Modern cars are collecting user data and selling it at record rates, according to a new study this week.
The Mozilla Foundation, best known for its Firefox internet browser, calls modern cars a privacy “nightmare” and found that the world’s most popular car brands frequently sell data to private interests, and customers can do little about it.
The group found that none of the 25 car brands surveyed met the foundation’s privacy standards. According to the study, no other product group has received such poor marks.
“While we worried that our doorbells and watches that connect to the internet might be spying on us,” the study reads, “car brands quietly entered the data business by turning their vehicles into powerful data-gobbling machines.”
Out of the brands surveyed, 84% share driver data with private interests and data brokers, with 76% confirming they sold the data. Most car brands also said they share private driver information with law enforcement and government agencies upon request.

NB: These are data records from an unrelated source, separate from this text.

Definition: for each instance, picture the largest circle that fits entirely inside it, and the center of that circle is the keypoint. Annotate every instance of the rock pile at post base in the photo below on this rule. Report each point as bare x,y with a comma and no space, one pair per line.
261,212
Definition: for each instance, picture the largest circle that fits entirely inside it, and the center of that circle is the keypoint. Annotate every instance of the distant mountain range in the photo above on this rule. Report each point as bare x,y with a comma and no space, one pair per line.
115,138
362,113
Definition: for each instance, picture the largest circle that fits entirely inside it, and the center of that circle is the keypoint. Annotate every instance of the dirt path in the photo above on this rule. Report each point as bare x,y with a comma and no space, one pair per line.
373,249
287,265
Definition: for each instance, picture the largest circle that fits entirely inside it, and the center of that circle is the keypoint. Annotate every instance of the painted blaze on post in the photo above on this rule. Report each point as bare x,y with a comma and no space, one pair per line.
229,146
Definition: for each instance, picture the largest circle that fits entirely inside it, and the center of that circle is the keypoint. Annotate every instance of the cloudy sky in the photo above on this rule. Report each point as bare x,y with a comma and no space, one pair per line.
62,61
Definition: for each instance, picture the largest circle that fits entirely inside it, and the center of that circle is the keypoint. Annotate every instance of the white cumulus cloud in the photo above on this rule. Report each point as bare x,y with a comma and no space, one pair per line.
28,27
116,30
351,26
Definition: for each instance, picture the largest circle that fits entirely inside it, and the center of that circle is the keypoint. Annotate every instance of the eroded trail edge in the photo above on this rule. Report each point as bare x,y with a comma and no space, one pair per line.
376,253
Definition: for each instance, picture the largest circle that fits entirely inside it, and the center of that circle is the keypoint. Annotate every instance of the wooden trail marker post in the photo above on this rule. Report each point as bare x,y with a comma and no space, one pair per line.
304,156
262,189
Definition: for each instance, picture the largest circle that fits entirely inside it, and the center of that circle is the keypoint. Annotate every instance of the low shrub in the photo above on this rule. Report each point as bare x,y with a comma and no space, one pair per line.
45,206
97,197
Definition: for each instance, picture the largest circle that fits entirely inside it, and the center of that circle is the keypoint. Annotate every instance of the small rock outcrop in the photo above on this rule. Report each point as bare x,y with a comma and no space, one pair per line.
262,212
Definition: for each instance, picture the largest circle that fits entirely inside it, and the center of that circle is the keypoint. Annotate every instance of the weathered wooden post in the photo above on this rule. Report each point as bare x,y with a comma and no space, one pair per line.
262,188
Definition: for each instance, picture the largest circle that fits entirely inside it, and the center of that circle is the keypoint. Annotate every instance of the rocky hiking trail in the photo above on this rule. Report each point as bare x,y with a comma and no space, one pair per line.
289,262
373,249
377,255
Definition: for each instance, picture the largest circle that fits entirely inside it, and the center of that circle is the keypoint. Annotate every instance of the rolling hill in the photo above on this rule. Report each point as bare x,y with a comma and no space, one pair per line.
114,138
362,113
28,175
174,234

Most drivers can’t do anything about it, with only 8% of brands giving users an option to limit what the company can do with their data. Only the French car brands Dacia and Renault were found to let users delete their data.
The study singled out electric vehicle maker Tesla as the worst offender. The high-tech automaker often touts its cars’ new features like self-driving and entertainment software. The company also records a massive amount of data on customers and has covert cameras and sensors that record the interior and exterior of the vehicle.
China, understanding the breadth of data the cars can gather, has started banning Teslas from certain areas where security concerns may arise. Recently, Teslas were banned from a Chinese airport and an entire area of a city over security concerns.